Now the above code likely worked as expected because we only now have records where the effort is actually the area code. We could create and algorithm were we move these values to the right variable. One way out of many could be:

d <- 
  d |> 
  mutate(effort = str_remove(effort, "hrs"),
         # get rid of spaces at the beginning or the end of a character vector
         effort = str_squish(effort)) |> 
  mutate(tmp = as.numeric(effort),
         area = case_when(!is.na(effort) & is.na(tmp) & is.na(area) ~ effort,
                          .default = area)) |> 
  # lets remove the original effort and then rename the tmp as effort
  select(-effort) |> 
  rename(effort = tmp)
d |> glimpse()

Rows: 14,966
Columns: 10
$ vid     <chr> "586BE", "586BE", "428SP", "428SP", "586BE", "586BE", "582BW",…
$ lid     <chr> "BAEP", "BAEP", "SAPB", "SAPB", "BAEP", "BAEP", "BAIM1", "BAIM…
$ date    <chr> "01/01/2023", "01/01/2023", "01/01/2023", "01/01/2023", "01/02…
$ gid     <chr> "SGUN", "SGUN", "HLIN", "HLIN", "SGUN", "SGUN", "TRAP", "TRAP"…
$ sid     <chr> "CLASSD", "PALIAR", "SERRGU", "SERRFU", "CLASSD", "PALIAR", "S…
$ wt      <dbl> 5, 240, 155, 20, 4, 85, 10, 10, 14, 22, 12, 12, 5, 60, 2, 3, 8…
$ n_traps <dbl> NA, NA, NA, NA, NA, NA, 200, 200, 200, NA, NA, NA, NA, 200, 15…
$ area    <chr> "E7", "E7", "B3", "B3", "E7", "E7", "D3,E3,D4,E4", "D3,E3,D4,E…
$ .rid    <int> 1, 2, 3, 4, 5, 6, 7, 8, 9, 10, 11, 12, 13, 14, 15, 16, 17, 18,…
$ effort  <dbl> NA, NA, NA, NA, NA, NA, 14, 14, 14, NA, NA, NA, NA, 14, 13, 13…

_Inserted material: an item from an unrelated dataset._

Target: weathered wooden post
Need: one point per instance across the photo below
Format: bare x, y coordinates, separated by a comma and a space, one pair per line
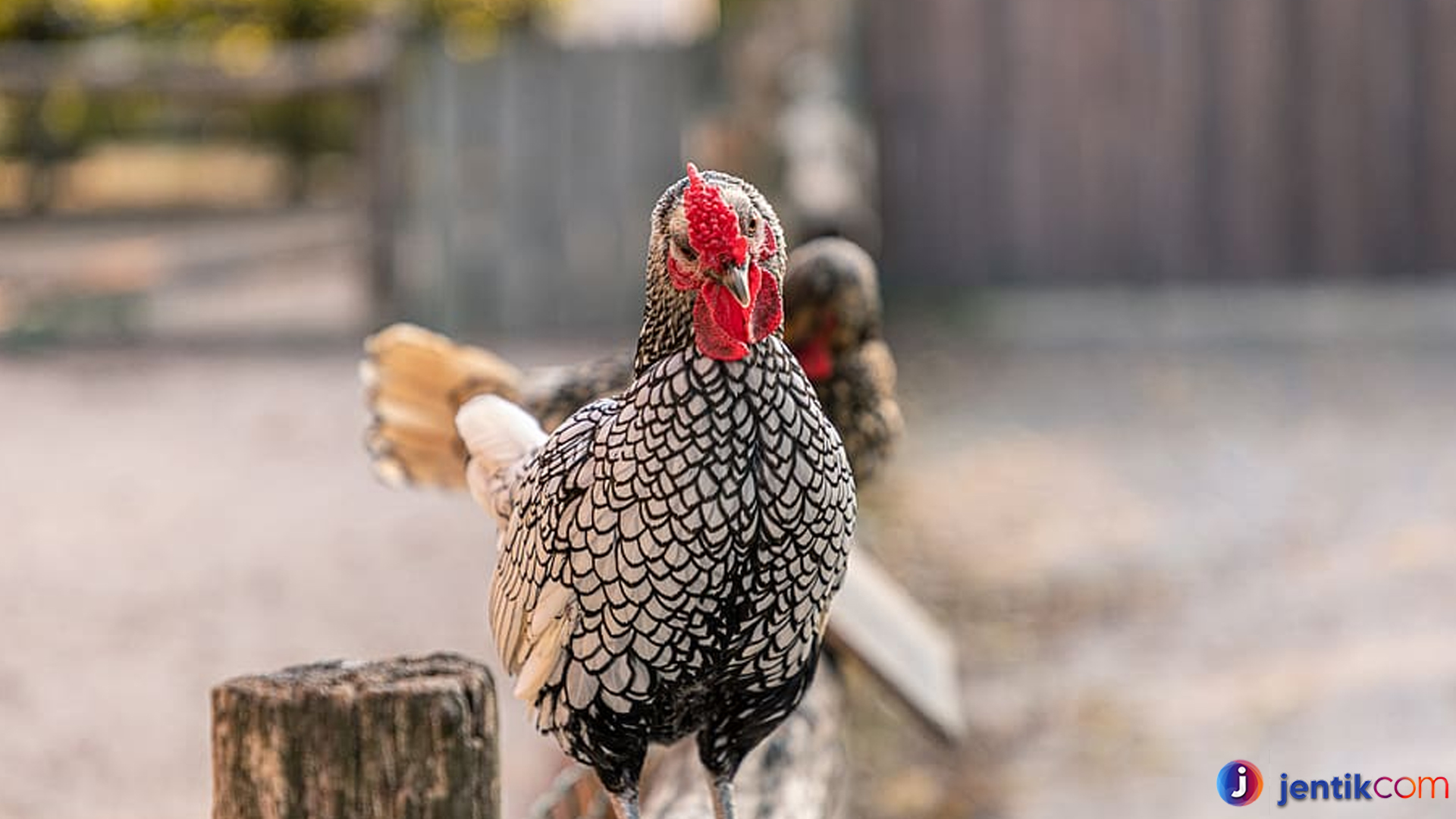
405, 738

So now we have (hopefully) gotten the effort records corrected. We may actually want to check what gear actually contain the effort (these should be only gears that require soak time):

d |> 
  filter(!is.na(effort)) |> 
  count(gid)

# A tibble: 10 × 2
   gid       n
   <chr> <int>
 1 BAIM      1
 2 HLIN     16
 3 LLIN      5
 4 SCUBA     3
 5 SGUN      1
 6 TRAP   2468
 7 TRAPS    64
 8 TROL      4
 9 Traps     3
10 traps     4

So for most of the records we do see gear coding that resembles something that requires soak time, but there are also some gears were we would not expect a value. Now the error here could be either because the gear was wrongly reported or that a soak time was accidentially entered. The only way to check that is by checking the original data.

Cleaning the gear code (incomplete)

Now there is another thing we spotted when checking what gear have reported soak time and that was different spelling of gear codes. One way to try to correct for such spelling mistakes is to create an overview or lookup table to see the different forms of entries and then create a code that take case of corrections. For gear code we have the following different spellings:

d |> 
  count(gid) |> 
  knitr::kable()

gid	n
BAIM	1
BSNE	218
DIVE	1
FREE STYLE	9
FREESTYLE	3
Free Dive	1
HLIN	1323
HLNE	1
HLine	1
Hline	6
LLIN	35
LOOP	40
Line	2
MACHINE	2
NET	7
Net	3
POT	2
ROD	1
S/GUN	6
SCUBA	1411
SEINE	2
SGUN	8070
SSGUN	1
Spear Gun	1
TRAP	3667
TRAPS	72
TROL	65
TROLL	8
Traps	3
traps	4

I tend to use the case_when function in a iterative procedure, here the final code for some initial correction the gear code entry:

d <- 
  d |> 
  #      All values to upper capital
  mutate(gid = str_to_upper(gid),
         # get rid of extra spaces
         gid = str_trim(gid),
         gid = case_when(gid %in% c("FREE DIVE", "FREE STYLE", "FREESTYLE") ~ "DIVE",
                         gid %in% c("HLINE", "HLNE") ~ "HLIN",
                         gid %in% c("POT", "TRAPS") ~ "TRAP",
                         gid %in% c("SPEAR GUN", "SSGUN", "S/GUN") ~ "SGUN",
                         gid %in% c("TROLL") ~ "TROL",
                         .default = gid))
d |> count(gid) |> knitr::kable()

gid	n
BAIM	1
BSNE	218
DIVE	14
HLIN	1331
LINE	2
LLIN	35
LOOP	40
MACHINE	2
NET	10
ROD	1
SCUBA	1411
SEINE	2
SGUN	8078
TRAP	3748
TROL	73

For gear I now have at least corrected some of the obvious spelling mistakes. Some gear codes are most likely still not correct but the only way to ammend those is to have e.g. knowledge of what are the “accepted” gear codes for the specific data in question. And one can expect that in some cases one needs to check the original data records (the paper trail).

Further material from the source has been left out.